Um duende anão que distribui moedas, um parque de diversões letal, o cavalo Percheron que dá o título e aparece ao lado de cada assassinato. Mortos e mais mortos: mulheres, homens, pessoas importantes, pessoas sem importância. Estações de metrô, hospitais psiquiátricos, bares, delegacias de polícia completam o trem fantasma que atravessa Matthews, questionando sua sanidade.

Em 1946, quando este título foi publicado pela primeira vez, é lógico que John Franklin Bardin — contemporâneo de Hammett e Chandler — não estivesse nas principais ligas do gênero: sua escrita, mais próxima do noir do que do robusto noir americano, era desconfortável, fatalista e moralmente ambígua. Talvez por isso mesmo, Bardin deixa um resquício de John Fante, o diamante bruto dos anos 1930 a quem Bukowski prestou homenagem a ponto de imitá-lo. "Sabe-se que o tempo nunca acabará, e começa-se a fazer planos contra esse fato. A planejar belas maneiras de escapar e retornar a uma vida que provavelmente nunca existiu", diz o psiquiatra, vítima do pior terror social: ser considerado louco e encarcerado, tendo sua realidade, necessariamente, cessado de ser a do mundo. E, consequentemente, as inquietantes questões sobre o que é real e o que não é retornam. Bardin, não convencional em substância e forma, pertencia sem pertencer. Embora trabalhasse e ganhasse a vida com sua profissão de escritor, o que já é bastante, ele não recebeu muito crédito até a década de 1960.

Em 1986, foi redescoberto postumamente quando "O Fim de Philip Banter", um de seus romances paradigmáticos, foi adaptado para o cinema. Este romance, onde, como aqui, conspiração e loucura competem por um possível desfecho, foi adaptado para o cinema. Três anos depois, César Aira fez a primeira tradução destas páginas. O argentino, conhecedor de atmosferas surreais, provou ser um grande apropriador de sua tradução.

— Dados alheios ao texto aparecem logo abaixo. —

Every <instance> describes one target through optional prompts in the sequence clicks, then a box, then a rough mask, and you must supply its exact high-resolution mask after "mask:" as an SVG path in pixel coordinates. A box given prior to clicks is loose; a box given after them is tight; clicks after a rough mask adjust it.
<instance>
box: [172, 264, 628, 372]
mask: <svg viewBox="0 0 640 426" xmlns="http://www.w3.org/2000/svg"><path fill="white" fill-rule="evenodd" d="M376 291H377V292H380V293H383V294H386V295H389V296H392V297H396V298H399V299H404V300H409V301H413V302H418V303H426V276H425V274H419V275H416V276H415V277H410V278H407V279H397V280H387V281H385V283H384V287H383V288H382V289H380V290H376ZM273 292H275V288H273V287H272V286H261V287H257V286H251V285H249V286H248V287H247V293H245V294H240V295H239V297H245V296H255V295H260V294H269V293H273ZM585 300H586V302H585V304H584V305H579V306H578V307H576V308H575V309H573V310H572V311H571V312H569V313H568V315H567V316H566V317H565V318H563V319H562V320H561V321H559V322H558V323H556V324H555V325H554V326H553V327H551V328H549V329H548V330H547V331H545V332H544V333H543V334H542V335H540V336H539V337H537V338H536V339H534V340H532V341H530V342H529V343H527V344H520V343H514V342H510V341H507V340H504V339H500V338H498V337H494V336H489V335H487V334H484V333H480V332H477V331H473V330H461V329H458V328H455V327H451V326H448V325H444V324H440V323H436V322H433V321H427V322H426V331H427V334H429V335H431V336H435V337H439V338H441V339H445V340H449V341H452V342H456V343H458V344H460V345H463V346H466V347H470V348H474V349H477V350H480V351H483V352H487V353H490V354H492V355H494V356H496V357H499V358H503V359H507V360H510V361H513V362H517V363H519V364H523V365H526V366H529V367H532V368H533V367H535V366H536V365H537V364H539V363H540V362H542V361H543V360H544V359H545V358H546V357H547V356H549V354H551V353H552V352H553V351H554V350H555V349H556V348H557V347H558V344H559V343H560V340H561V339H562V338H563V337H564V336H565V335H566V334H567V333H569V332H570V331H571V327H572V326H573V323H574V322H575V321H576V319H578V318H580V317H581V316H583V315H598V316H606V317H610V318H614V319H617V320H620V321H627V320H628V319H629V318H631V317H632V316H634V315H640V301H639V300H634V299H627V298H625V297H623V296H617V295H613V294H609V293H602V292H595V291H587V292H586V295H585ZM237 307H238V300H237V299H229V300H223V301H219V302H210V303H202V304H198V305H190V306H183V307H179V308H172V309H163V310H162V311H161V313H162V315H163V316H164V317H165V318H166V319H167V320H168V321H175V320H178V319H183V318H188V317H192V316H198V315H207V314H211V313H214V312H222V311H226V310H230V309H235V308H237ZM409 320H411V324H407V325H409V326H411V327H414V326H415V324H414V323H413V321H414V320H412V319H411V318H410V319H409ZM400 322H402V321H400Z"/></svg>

O Percheron Mortal faz parte da "Trilogia Bardin", que, sem ser uma saga, entrelaça a mesma tensão psíquica e identitária de "O Diabo Pega a Mosca Azul" (traduzido para o espanhol como "Al salir del infierno" ) e da adaptação cinematográfica mencionada anteriormente. Por ter surgido tardiamente, por ter se encaixado e não se encaixado, por ter introduzido algo onírico e amaldiçoado no subgênero (um cisne negro, uma espécie de Black Mirror de sua época), Bardin estabelece uma certeza: há mais no passado no futuro do que supúnhamos.

O Percheron Mortal , de John Franklin Bardin. Trad. César Aira. Impedimento, 224 páginas.